Interiority often creates this paradox. In first-person narration, the reader feels aligned with the speaker, as if we are inside the speaker's brain, looking out through their eyes at the world. And that's great! But then when the narrator uses interiority to speak directly to us, we shift to become the listener. So we're speaker and listener at the same time.
Somehow this passage takes that a step further. In this strange moment, the reader becomes listener, speaker, and overhearer all at once. And that triad of brains is a merging of separate consciousnesses.
The interiority-to-dialogue bridge also lets us experience Matt's argument about K-drama two ways. Matt presents his ideas as fact, rather than opinion. Whether or not the reader agrees with his explanation, it's presented as uncontested. This makes Sandra's argument hit harder. We didn't know we were in the middle of an argument. We didn't know we'd have to take a side. We're unsettled when we scramble to choose one. And for that instant when we have to choose, we are inside both arguments.
It also illuminates an important quality of subtext. Readers who know K-drama will have their own opinion on how it works and whether Matt is right or wrong, which will enrich their experience of this scene. Perhaps their third perspective on it will scramble and then merge with the other two. Subtext always works this way, as a gift for the initiated. Those who don't know K-drama will necessarily miss the extra richness. (That's fine, by the way. But when using subtext, it's worth considering who you give the extra gift to and who you necessarily exclude.)
The later part of this passage is great dialogue—I can't help commenting on that, too!
I love how most of Sandra's lines are nonverbal—fist pounding, pointedly pausing the TV, adjusting her glasses, glaring.

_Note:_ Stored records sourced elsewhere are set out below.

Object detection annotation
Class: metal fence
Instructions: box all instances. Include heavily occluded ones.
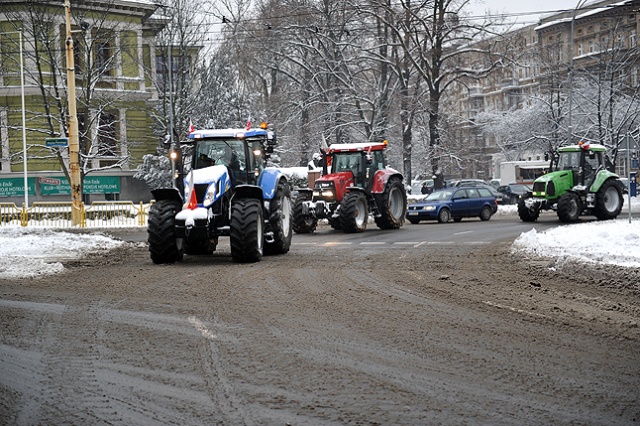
[0,201,151,228]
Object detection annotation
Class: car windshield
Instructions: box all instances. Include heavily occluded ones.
[424,189,453,201]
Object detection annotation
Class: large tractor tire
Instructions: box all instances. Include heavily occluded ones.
[518,193,540,222]
[375,178,407,229]
[593,179,624,220]
[293,193,318,234]
[147,200,183,264]
[230,198,264,262]
[558,192,582,222]
[264,180,293,254]
[340,191,369,233]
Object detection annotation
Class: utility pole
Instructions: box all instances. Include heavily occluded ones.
[64,0,82,225]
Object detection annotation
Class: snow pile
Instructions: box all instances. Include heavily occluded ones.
[512,219,640,268]
[0,226,126,278]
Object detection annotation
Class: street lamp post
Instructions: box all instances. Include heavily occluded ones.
[64,0,82,225]
[567,0,587,144]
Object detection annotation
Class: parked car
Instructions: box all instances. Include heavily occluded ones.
[407,186,498,225]
[451,179,503,204]
[497,183,531,204]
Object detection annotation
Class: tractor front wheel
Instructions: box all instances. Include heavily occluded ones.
[293,193,318,234]
[593,179,624,220]
[340,191,369,233]
[230,198,264,262]
[147,200,183,264]
[375,178,407,229]
[558,192,582,222]
[264,180,292,254]
[518,193,540,222]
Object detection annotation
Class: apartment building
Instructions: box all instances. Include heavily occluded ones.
[452,0,640,177]
[0,0,172,202]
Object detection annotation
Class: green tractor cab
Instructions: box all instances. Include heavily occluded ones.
[518,142,624,222]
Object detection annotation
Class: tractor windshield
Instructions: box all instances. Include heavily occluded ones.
[558,151,580,170]
[194,139,247,181]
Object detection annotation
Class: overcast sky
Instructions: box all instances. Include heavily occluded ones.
[467,0,579,24]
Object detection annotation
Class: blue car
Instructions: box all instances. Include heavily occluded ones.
[407,187,498,225]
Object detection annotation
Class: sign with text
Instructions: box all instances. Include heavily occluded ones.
[40,176,120,195]
[0,178,36,197]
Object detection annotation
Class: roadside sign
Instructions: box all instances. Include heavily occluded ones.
[45,138,69,147]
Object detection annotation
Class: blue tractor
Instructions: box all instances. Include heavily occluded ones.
[148,123,292,264]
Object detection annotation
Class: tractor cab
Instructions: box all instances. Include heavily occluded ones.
[327,141,387,190]
[556,142,605,187]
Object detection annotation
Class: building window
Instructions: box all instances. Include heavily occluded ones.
[96,41,113,75]
[98,111,118,157]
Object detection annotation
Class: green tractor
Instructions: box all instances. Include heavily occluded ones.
[518,142,624,222]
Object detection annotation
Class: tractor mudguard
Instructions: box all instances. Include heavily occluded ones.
[371,167,402,194]
[151,188,183,204]
[589,170,620,192]
[233,185,263,201]
[258,167,286,200]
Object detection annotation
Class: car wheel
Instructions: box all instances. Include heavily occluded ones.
[438,208,451,223]
[480,206,491,221]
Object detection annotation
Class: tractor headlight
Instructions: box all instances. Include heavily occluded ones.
[202,183,217,207]
[322,189,334,200]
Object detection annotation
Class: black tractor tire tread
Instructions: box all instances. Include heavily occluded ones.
[147,200,183,264]
[375,178,407,229]
[558,192,582,223]
[593,179,624,220]
[230,198,264,263]
[264,180,293,255]
[518,193,540,222]
[340,191,369,234]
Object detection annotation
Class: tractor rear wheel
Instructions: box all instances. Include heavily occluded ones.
[593,179,624,220]
[340,191,369,233]
[264,180,292,254]
[230,198,264,262]
[293,193,318,234]
[518,192,540,222]
[147,200,183,264]
[375,178,407,229]
[558,192,582,222]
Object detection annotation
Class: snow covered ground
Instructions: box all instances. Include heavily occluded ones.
[0,197,640,278]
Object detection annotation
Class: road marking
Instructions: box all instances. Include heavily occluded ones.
[482,300,549,318]
[189,316,217,340]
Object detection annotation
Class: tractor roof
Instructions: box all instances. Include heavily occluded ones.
[328,141,388,154]
[189,129,273,139]
[558,142,607,152]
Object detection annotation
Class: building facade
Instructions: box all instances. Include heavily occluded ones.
[452,0,640,181]
[0,0,166,202]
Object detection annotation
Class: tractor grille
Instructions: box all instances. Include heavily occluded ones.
[547,182,556,197]
[193,183,209,203]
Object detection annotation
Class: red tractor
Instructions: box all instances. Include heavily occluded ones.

She doesn't need to talk out loud either, because her gestures communicate so well. Also, we get it! She's just trying to enjoy some TV, but this guy keeps lecturing.

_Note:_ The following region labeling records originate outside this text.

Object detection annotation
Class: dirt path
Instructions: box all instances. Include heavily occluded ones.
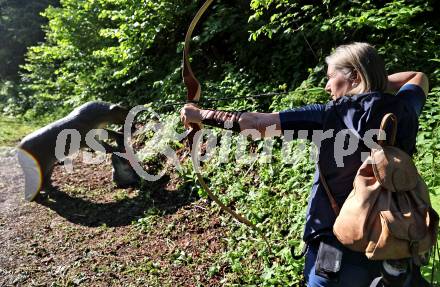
[0,152,226,286]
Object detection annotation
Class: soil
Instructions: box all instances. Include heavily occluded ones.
[0,151,227,286]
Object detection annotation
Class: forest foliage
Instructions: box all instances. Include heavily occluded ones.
[0,0,440,286]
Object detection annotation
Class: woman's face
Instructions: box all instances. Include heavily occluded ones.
[325,65,357,100]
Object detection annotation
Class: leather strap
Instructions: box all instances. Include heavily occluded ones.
[317,113,397,216]
[317,162,341,216]
[377,113,397,146]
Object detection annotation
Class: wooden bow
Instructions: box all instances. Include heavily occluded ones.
[182,0,272,253]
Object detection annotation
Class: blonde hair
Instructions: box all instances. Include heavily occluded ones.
[325,42,388,95]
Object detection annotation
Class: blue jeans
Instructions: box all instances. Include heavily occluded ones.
[304,238,381,287]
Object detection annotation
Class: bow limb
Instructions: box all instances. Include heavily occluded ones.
[182,0,272,254]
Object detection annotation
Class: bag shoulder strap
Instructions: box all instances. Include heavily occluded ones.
[317,113,397,216]
[317,162,340,216]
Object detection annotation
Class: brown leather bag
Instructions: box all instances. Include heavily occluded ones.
[321,114,439,262]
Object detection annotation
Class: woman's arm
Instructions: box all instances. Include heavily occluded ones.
[180,104,281,137]
[387,72,429,96]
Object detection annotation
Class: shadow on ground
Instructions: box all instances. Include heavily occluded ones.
[35,176,197,227]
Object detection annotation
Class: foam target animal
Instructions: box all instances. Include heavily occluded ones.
[17,101,139,201]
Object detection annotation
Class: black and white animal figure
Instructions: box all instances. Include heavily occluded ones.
[17,101,139,201]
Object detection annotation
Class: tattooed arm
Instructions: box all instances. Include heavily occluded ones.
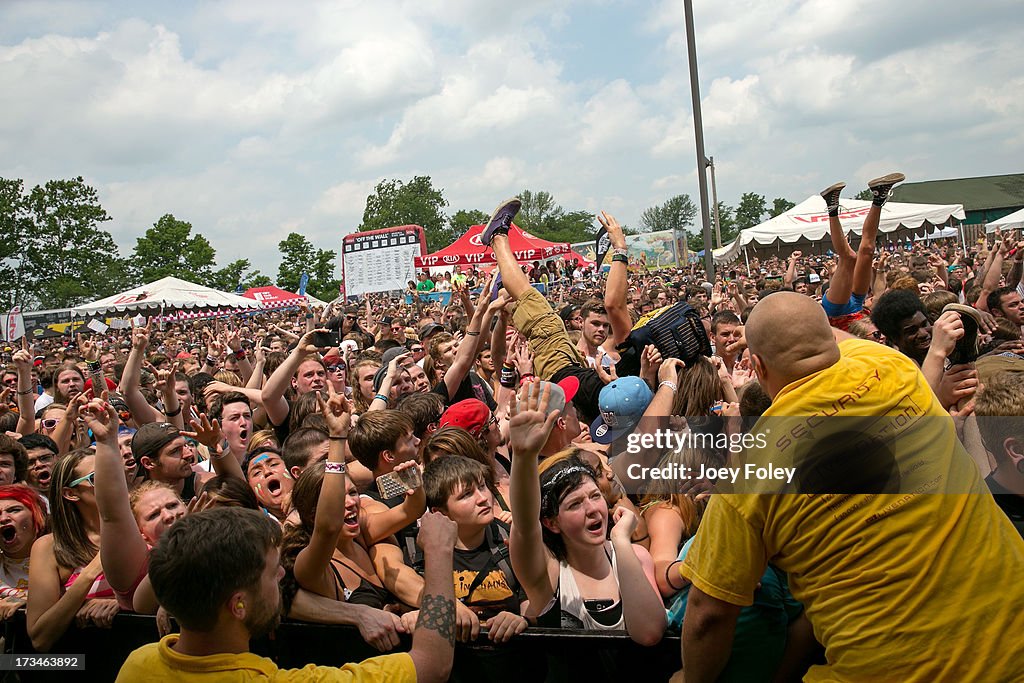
[410,512,458,683]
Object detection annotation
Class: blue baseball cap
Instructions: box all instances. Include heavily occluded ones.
[590,375,654,444]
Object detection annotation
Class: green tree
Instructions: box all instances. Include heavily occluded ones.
[451,209,490,240]
[358,175,455,252]
[737,193,768,232]
[278,232,340,300]
[640,195,697,233]
[771,197,797,218]
[20,177,127,308]
[0,178,32,312]
[130,213,216,285]
[208,258,273,292]
[515,189,597,242]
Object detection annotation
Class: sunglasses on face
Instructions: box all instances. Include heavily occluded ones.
[68,472,96,488]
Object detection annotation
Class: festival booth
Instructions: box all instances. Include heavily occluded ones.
[242,286,306,310]
[413,224,570,268]
[985,209,1024,233]
[713,195,966,265]
[72,278,260,321]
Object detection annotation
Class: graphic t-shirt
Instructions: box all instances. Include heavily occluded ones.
[682,340,1024,682]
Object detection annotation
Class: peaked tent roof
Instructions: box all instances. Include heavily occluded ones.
[242,285,306,308]
[714,195,965,263]
[414,223,570,268]
[893,173,1024,211]
[985,209,1024,232]
[72,278,259,315]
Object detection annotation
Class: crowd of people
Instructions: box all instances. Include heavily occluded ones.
[0,174,1024,681]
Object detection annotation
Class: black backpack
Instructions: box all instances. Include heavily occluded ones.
[615,301,711,377]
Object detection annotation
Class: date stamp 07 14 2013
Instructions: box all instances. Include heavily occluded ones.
[0,654,85,671]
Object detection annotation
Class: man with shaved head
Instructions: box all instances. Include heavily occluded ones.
[680,292,1024,683]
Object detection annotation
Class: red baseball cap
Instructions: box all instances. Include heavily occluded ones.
[438,398,490,436]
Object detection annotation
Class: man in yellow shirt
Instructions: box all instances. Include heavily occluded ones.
[681,292,1024,683]
[117,507,456,683]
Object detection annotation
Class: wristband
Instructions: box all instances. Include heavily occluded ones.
[498,366,516,389]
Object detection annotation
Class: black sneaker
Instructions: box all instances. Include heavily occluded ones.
[480,197,522,247]
[821,182,846,216]
[867,173,906,206]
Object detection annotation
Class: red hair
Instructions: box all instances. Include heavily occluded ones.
[0,483,46,536]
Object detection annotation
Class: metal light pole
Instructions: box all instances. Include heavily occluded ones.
[683,0,715,284]
[708,157,722,249]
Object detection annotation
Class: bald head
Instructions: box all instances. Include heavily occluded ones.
[744,292,840,397]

And look at the way that's layered through Matt's perspective. I'm particularly intrigued when he says she is "frustrated somehow by my understanding of things." I'm pretty sure Sandra would call it his "misunderstanding."
Then that final line of Sandra's is so good: "'Is it fun for you,' Sandra asked, 'to watch TV like that? Like it's math?'" I like the way the dialogue tag puts a pause after "fun for you." I can feel her glare intensifying between her words.
But more important, instead of answering Matt's question, Sandra uses her own questions to answer the situation, telling us about her unique perspective and frustration. She lets us see his words through a different lens, adding an important layer to the scene and to their relationship.
Also it just feels like how people talk. In real life, we don't always answer questions. One character shouldn't necessarily follow the script set by the other.
In a later scene, Matt's daughter chastises him for "talking to yourself" after he has explained something in a way that seemed to be just for the reader. This happens in a dream, but I think that makes it even more profound. The intentional blurring of the border between thought and speech is like that between the real and the imagined. And it's in that strange space that Salesses makes really interesting things happen.